Mark lost his mom one year. The following year we lost my mom, and then a year after that my dad died. And the year after that, Mark died. But the grieving was completely different The grieving is different for my parents, than for Mark. To- I mean it’s almost like a different animal. my mom got sick and, um, non-Hodgkin’s lymphoma, and dad just died Mom said, “I’ve lived a good life.” And it’s true. She died at 86, my Dad died at 92. So, um, it’s sad and there’s a loss. M- and it’s, uh, it’s, it has a depth to it. Um, but there’s sort of a, an acc- easy, it’s easier to accept, I guess. With Mark dying so suddenly , I just didn’t expect it to hit me so hard. I didn’t expect it to be so extreme.
It is hard to put a timeline on grief, and everyone is so individual. For me, to say that it started to ease, uh, would have to be years. Right? I mean, there’s a part that wants to say, “Never.” There’s another part of me that says, “Probably more recognizably in the last 2 years, maybe?” So three years out. But probably even more so the last year. I think the last year has been the most marked. I can tell I can handle more, if that makes sense. That I can take more things on, on my schedule, that I want to But, you know, just, there’s still stuff around the house that needs to be put away, maybe, and- and I just pay attention to how I feel about it, and if I’m not ready internally to, um ... I know people have gone through his ... You know, gone through their spouses clothes. And, it’s like, well that’s not going to happen any time soon. it took me awhile to move his towel off the rack in the bathroom. So, you know, it’s just ... It’s still being processed, I guess, is the best way to put it. But in my life, in terms of doing things, I think I’m more able to do things, probably in the last year than before.

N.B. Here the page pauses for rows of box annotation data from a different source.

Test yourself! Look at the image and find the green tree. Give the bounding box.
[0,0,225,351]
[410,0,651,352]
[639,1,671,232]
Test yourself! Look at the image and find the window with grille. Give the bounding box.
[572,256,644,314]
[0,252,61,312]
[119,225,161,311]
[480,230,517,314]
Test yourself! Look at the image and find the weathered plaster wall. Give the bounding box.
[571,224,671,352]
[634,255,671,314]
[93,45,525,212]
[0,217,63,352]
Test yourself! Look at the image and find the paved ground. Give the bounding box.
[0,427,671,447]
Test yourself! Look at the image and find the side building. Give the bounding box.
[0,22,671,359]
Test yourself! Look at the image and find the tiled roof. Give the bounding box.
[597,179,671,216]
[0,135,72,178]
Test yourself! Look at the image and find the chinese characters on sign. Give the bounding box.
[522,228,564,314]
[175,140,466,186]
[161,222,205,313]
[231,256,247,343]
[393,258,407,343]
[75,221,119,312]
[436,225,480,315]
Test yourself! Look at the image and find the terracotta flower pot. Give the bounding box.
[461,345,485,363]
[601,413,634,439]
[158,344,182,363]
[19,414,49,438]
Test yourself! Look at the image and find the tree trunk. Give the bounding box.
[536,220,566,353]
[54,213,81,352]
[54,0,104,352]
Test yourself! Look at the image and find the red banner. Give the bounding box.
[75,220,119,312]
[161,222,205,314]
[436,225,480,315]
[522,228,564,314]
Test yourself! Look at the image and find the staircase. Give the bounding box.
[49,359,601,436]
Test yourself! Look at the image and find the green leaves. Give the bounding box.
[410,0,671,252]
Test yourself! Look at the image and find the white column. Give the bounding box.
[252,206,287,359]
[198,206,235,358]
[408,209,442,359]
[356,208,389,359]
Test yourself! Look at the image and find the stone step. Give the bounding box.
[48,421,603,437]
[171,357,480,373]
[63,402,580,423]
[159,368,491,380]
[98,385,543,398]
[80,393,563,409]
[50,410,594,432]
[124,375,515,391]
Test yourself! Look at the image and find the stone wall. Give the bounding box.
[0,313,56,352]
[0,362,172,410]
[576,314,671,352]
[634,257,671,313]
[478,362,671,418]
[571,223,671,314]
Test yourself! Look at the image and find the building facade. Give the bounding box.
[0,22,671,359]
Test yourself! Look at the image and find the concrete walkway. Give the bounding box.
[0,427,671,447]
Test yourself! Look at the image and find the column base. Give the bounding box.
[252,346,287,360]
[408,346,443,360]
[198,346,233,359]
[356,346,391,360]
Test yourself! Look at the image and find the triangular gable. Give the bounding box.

Mark liked strong coffee, and he liked a lot of it. Um, so, we always had a coffee pot. It was great to get one of those newer coffee pots at that time where you could program it. You could have it ready to go . It was his coffee pot. He would be the one to load it he’d have it ready to go in the morning. the way he died, that coffee pot was ready to go. It was pre loaded. It was just, you just had to push the on button. I couldn’t do it because that meant once I did it, it would be gone. The coffee pot sat there probably for more than a year. Um, and I just bought myself a little Keurig single cup, and that’s what I still use And, I think it took. I don’t even know. I want to say two or three years before I decided the coffee pot can get put away. I don’t think I drank the coffee. (laughs)
By not talking about it, it makes it worse. By not saying Marc’s name, it makes it worse. Um, that it’s okay to ask yo- wha- so it’s, it’s okay to ask me about Marc, or to remember a story. Or, um, just say, “I thought of him the other day.” At one time, someone who I hadn’t seen in, in any a few years said... and we were at a concert that we usually go to, went to together. And he said, “Where’s your husband?” And I said, “Oh, you know, he, he died.” And he goes, “Oh!” Then he felt so awful. I said, “No, you don’t understand. That was really, it was really nice you remembered, that I was married one time, right?”
And another time, one of Marc’s friends works in the same district that I do, and I had to call him for something. And he would just say, “Oh, it’s so nice to, that you called. It’s, it’s nice. I was just thinking of Marc the other day.” It was like, “Ah, it’s just nice to hear someone say that.”
So, by asking, it really helps, And if someone asks or says something, that does make you cry is, is that a bad thing? Oh, look at me. I’m a mess. But it’s, it’s okay for people to ask me, and make me cry. Because, it’s always there. Other people might not realize it, but it’s always there.